The budget argues that raising pension contributions for federal employees would help the government reduce the unfunded liability of the Civil Service Retirement and Disability Fund, which hit $761.5 billion in fiscal 2011, the latest year for which statistics are available. Critics of the federal pension system say that deficit — primarily due to a severe flaw in the design of the older CSRS — is a serious problem that must be addressed.

The increase in employees’ contributions would save $20 billion over a decade.

Congress last year hiked the pension contributions of federal employees who are newly hired or rehired with less than five years of service beginning in 2013 to 3.1 percent of each paycheck, which is expected to save $15 billion over a decade. The proposed 2014 budget would not increase those employees’ contributions.

The administration’s chained CPI proposal is bitterly opposed by federal employee groups, as well as other unions and liberal organizations, which say it would amount to slashing Social Security.

The chained CPI is usually 0.25 to 0.30 percentage points lower each year, on average, than the standard CPI measurements used to determine COLAs. Switching to a lower CPI at first would mean a few hundred dollars less per year for federal retirees. But its effect would compound over the years until, eventually, some retirees would likely earn tens of thousands of dollars less than they would under the current method of setting COLAs.

NARFE denounced the administration’s chained CPI and pension contribution increase proposals.

“For the third year in a row, the president’s budget blueprint disproportionately takes aim at federal employees in an effort to balance the budget,” NARFE President Joseph Beaudoin said. “Federal employees who are currently enduring a three-year pay freeze have already sacrificed $114 billion from their pocketbooks for U.S. budget savings over the next decade. Enough is enough.”

Automated retirement system

The 2014 budget proposal also includes $2.6 million to build a case management system that would automate the calculation of new federal retirees’ pensions.

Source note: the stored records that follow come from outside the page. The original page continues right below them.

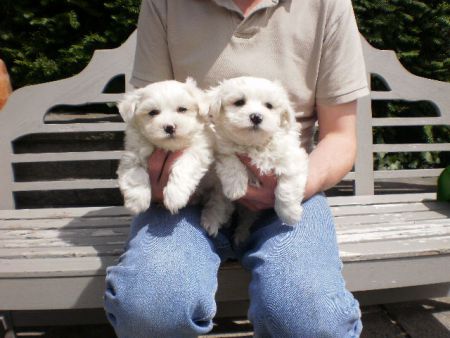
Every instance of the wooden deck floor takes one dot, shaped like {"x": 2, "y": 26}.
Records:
{"x": 423, "y": 319}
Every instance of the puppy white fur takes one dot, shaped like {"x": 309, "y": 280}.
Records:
{"x": 253, "y": 116}
{"x": 170, "y": 115}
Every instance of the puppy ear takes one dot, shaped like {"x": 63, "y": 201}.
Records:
{"x": 215, "y": 102}
{"x": 199, "y": 96}
{"x": 127, "y": 106}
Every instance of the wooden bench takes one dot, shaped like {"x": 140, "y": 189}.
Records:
{"x": 61, "y": 223}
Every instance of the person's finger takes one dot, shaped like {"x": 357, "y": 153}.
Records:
{"x": 155, "y": 164}
{"x": 169, "y": 161}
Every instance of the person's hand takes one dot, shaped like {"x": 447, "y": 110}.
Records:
{"x": 262, "y": 197}
{"x": 159, "y": 165}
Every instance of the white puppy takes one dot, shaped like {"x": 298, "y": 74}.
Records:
{"x": 169, "y": 115}
{"x": 253, "y": 116}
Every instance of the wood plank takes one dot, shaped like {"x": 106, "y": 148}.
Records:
{"x": 64, "y": 242}
{"x": 396, "y": 273}
{"x": 424, "y": 233}
{"x": 381, "y": 199}
{"x": 67, "y": 156}
{"x": 393, "y": 217}
{"x": 393, "y": 249}
{"x": 80, "y": 127}
{"x": 377, "y": 227}
{"x": 55, "y": 267}
{"x": 61, "y": 252}
{"x": 65, "y": 223}
{"x": 50, "y": 213}
{"x": 65, "y": 234}
{"x": 69, "y": 184}
{"x": 409, "y": 173}
{"x": 428, "y": 318}
{"x": 388, "y": 208}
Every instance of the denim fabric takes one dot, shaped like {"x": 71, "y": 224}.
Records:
{"x": 165, "y": 282}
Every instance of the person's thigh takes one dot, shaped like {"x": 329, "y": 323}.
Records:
{"x": 297, "y": 288}
{"x": 165, "y": 282}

In its congressional budget justification document, the Office of Personnel Management said such a system is crucial to store and track the government’s digitized personnel data and efficiently process retirement and related benefit claims.

OPM has struggled for years to convert a paper-based system of calculating retirees’ pensions into a completely electronic system. About $100 million has been wasted over two decades on several such efforts, with virtually nothing to show for it.

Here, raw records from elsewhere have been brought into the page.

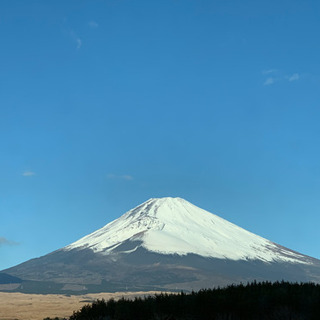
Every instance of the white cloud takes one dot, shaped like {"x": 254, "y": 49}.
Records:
{"x": 120, "y": 177}
{"x": 294, "y": 77}
{"x": 269, "y": 71}
{"x": 5, "y": 241}
{"x": 93, "y": 24}
{"x": 28, "y": 173}
{"x": 269, "y": 81}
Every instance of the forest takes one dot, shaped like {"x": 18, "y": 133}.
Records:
{"x": 263, "y": 301}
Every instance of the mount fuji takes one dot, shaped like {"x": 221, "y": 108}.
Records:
{"x": 163, "y": 244}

Former OPM Director John Berry told Congress last year that some records now have electronic components, but the majority of the government’s legacy records are still paper. OPM said in 2011 that agencies currently scan all new employee records immediately to create electronic file folders. And OPM has triaged its scanning of older records to focus on employees likely to retire within the next five years.

Eventually, OPM wants agencies to begin tracking service records, salaries, possible law enforcement history and other employee information as structured data — information entered into a computer that bypasses the need for paper records that must be scanned.

The budget document had few details on how the case management system would work and how the government’s old records would be digitized.

Paper personnel records have long undermined OPM’s attempts to calculate new retirees’ pensions quickly. Some personnel folders are missing documents, forcing OPM staff to hunt down those files from the agencies where they were kept.

OPM’s last major attempt to automate the pension process died in 2008 after the RetireEZ system created by Hewitt Associates failed numerous tests. OPM spent about $21 million on RetireEZ before canceling the contract.

The sluggish paper-based system has meant many federal retirees wait several months before getting their complete pensions. Some of those retirees have been forced to dip into their savings or Thrift Savings Plan accounts to cover their expenses in the meantime.